Azikiwe Mohammad, from the series From Here On Out, courtesy of the artist.

As the years tick on, the images that seemed to be of less importance at the time have grown into the only ones I care about. That chance to allow time to curate your memories—not curating in the moment—is the main sea change we currently swim in. Memory grows as new experiences are added to either side of the mental memory scrapbook we keep in our minds, but if we only allow space for one page and constantly replace everything on that one page with something better, we lose context, and context is what turns memories into stories, and stories into fables. Fables are how we pass down history.

This is why many people my age and younger have added the point-and-shoot camera back to their visual vocabulary, why Polaroid is being sold at Walmart and Target. We may purchase these cameras as an attempt to swim upstream, but in most cases there is still something missing. Neither of these stores sells rolls of film. Rolls of film go into cameras that are intentionality makers. Disposable film cameras require no commitment to the item and are usually turned into a CD of scans. The disposable camera acts as an in-person photo filter, not a return to intentionality. We are made to pay for intentionality. Nowhere is this better seen than in the over-inflated cost of almost any point-and-shoot reloadable film camera. As has always has been the case, longevity is saved for those who can afford it, an extension of the expense of time, the most expensive of humankind’s resources. This is where the creation of the white imagination stems from: an excess of time, an excess of resources, and oftentimes the cash to back both.

Azikiwe Mohammad, from the series Black Internet, courtesy the artist.
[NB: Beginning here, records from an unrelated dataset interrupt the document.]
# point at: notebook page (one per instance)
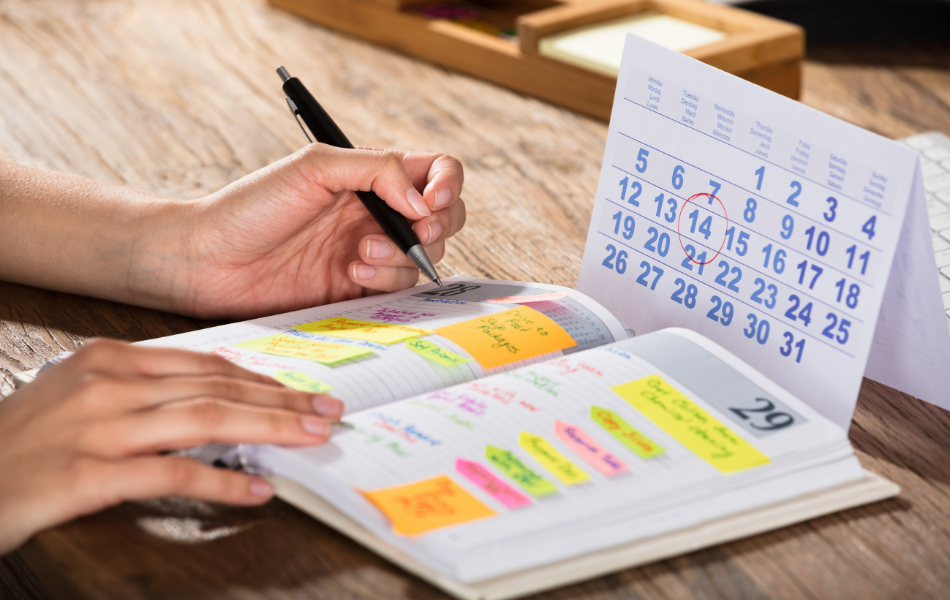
(388, 372)
(552, 457)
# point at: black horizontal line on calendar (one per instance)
(774, 241)
(769, 200)
(771, 278)
(757, 157)
(737, 299)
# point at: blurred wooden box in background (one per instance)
(498, 40)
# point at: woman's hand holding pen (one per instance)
(88, 432)
(290, 236)
(285, 237)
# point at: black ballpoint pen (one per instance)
(303, 105)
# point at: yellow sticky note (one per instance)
(352, 329)
(692, 426)
(420, 507)
(435, 353)
(302, 382)
(294, 347)
(508, 336)
(551, 459)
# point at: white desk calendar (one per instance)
(768, 227)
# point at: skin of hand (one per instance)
(88, 432)
(285, 237)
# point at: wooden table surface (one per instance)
(180, 97)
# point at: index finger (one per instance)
(119, 358)
(441, 174)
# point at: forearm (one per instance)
(68, 233)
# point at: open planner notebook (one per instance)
(501, 437)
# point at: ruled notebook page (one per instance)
(580, 452)
(392, 371)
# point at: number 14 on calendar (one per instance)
(726, 209)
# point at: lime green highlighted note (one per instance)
(352, 329)
(692, 426)
(436, 354)
(509, 464)
(551, 459)
(322, 352)
(301, 382)
(640, 444)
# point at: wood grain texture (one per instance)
(180, 97)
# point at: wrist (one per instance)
(162, 258)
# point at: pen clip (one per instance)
(296, 114)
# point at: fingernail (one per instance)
(435, 230)
(261, 488)
(327, 407)
(313, 425)
(415, 199)
(442, 198)
(377, 249)
(364, 271)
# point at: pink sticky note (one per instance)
(495, 487)
(529, 299)
(585, 447)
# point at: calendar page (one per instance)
(754, 220)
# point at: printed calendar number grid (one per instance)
(745, 257)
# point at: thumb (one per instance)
(380, 171)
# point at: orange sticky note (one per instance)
(420, 507)
(508, 336)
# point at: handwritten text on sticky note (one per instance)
(692, 426)
(552, 460)
(294, 347)
(508, 336)
(430, 504)
(496, 488)
(302, 382)
(630, 437)
(509, 464)
(588, 449)
(352, 329)
(435, 353)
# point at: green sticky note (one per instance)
(552, 460)
(509, 464)
(302, 382)
(641, 445)
(436, 354)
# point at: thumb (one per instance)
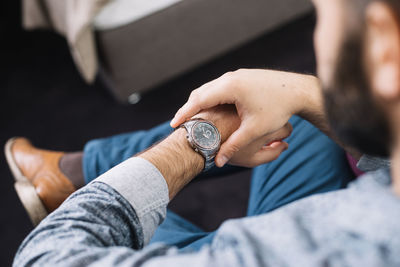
(240, 138)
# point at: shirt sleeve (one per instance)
(144, 187)
(104, 222)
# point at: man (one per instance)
(109, 221)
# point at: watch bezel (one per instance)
(217, 134)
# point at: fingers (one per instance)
(207, 96)
(239, 139)
(282, 133)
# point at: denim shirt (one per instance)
(110, 221)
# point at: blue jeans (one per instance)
(312, 164)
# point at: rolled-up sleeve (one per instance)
(106, 222)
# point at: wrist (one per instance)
(308, 97)
(176, 160)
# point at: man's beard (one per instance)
(354, 117)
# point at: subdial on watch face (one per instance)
(205, 135)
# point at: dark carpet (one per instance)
(44, 98)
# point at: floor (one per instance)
(42, 97)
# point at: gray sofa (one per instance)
(139, 55)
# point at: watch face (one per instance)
(205, 135)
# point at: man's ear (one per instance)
(382, 51)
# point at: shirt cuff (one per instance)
(144, 187)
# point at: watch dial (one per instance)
(205, 135)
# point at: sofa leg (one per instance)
(134, 98)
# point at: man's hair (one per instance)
(354, 116)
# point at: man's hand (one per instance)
(262, 150)
(179, 163)
(264, 100)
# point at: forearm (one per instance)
(176, 159)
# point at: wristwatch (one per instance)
(204, 138)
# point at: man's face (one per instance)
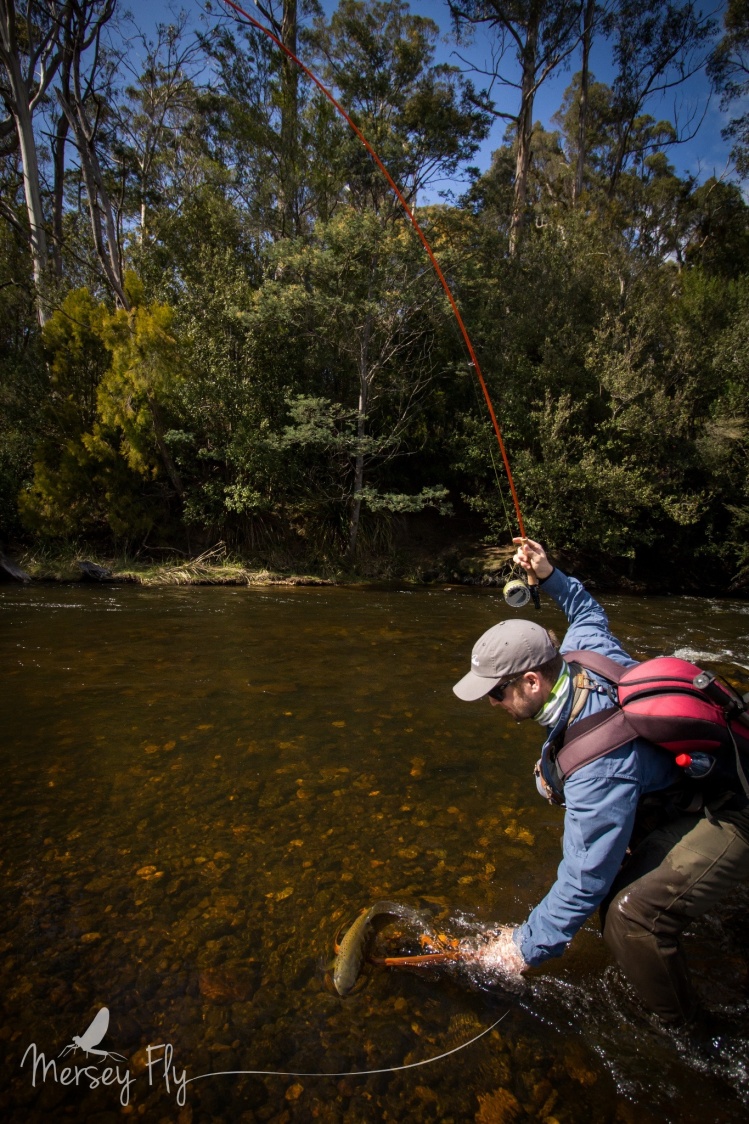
(524, 697)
This is where my series Black Internet grew from. I wanted to see if the ideas and visual practices of the white imagination would still hold their form when applied to Black people. What is it that makes our language so malleable and the white imagination so monolithic? With my photographic work, I look to provide information that can be added to the left or right pages of someone’s mental memory scrapbook, in hopes that a story will grow and that a fable of years past may get a new haircut. I don’t want to make any myths, that’s not my job. My job is to handshake the memories already created by our people, introduce as much intentionality as possible into all of these handshakes, and then hand them out to anyone interested in adding a page to their scrapbooks.

2 Chainz as an example of soft ghetto aesthetics, courtesy Tumblr.

JA: Your series Black Internet reminds me a little bit of soft ghetto and other sort of Black-on-the-internet aesthetics that were a little absurd, a little sexy, a little hardcore, and very meticulous and consistent. Soft ghetto and those other sort of Tumblr aesthetics don’t really exist anymore, and Black Twitter is more and more appropriated every day. Where do you see the Black internet living now, or in the future?

AM: I was not familiar with soft ghetto until just now, and thank you. The aesthetic is quite wavy. I think a lot of these parallel visions of and alternatives to mainstream Blackness exist because celebrating the wide landscape Blackness grows across is a task only accomplishable somewhere with enough space, and one of those places is the internet. Tumblr was a great tool for many of us with these similar aesthetics to find each other, but as the wider definitions of Blackness have become more mainstream or socially accepted, the role of these online spaces hasn’t diminished but has shifted. What first existed as an internet aesthetic now lives in the real world as the line between both spaces continues to blur, and I hope this only continues further as time goes on. As for Black Twitter, whenever they take something from that complicated and magical space, we gone make up some next, so I’m not worried about anything over there. We always gone be fine.


Azikiwe Mohammed’s solo exhibition Blackest Night: A Survey in Blackness is on view at the SCAD Museum of Art in Savannah, Georgia, through September 1.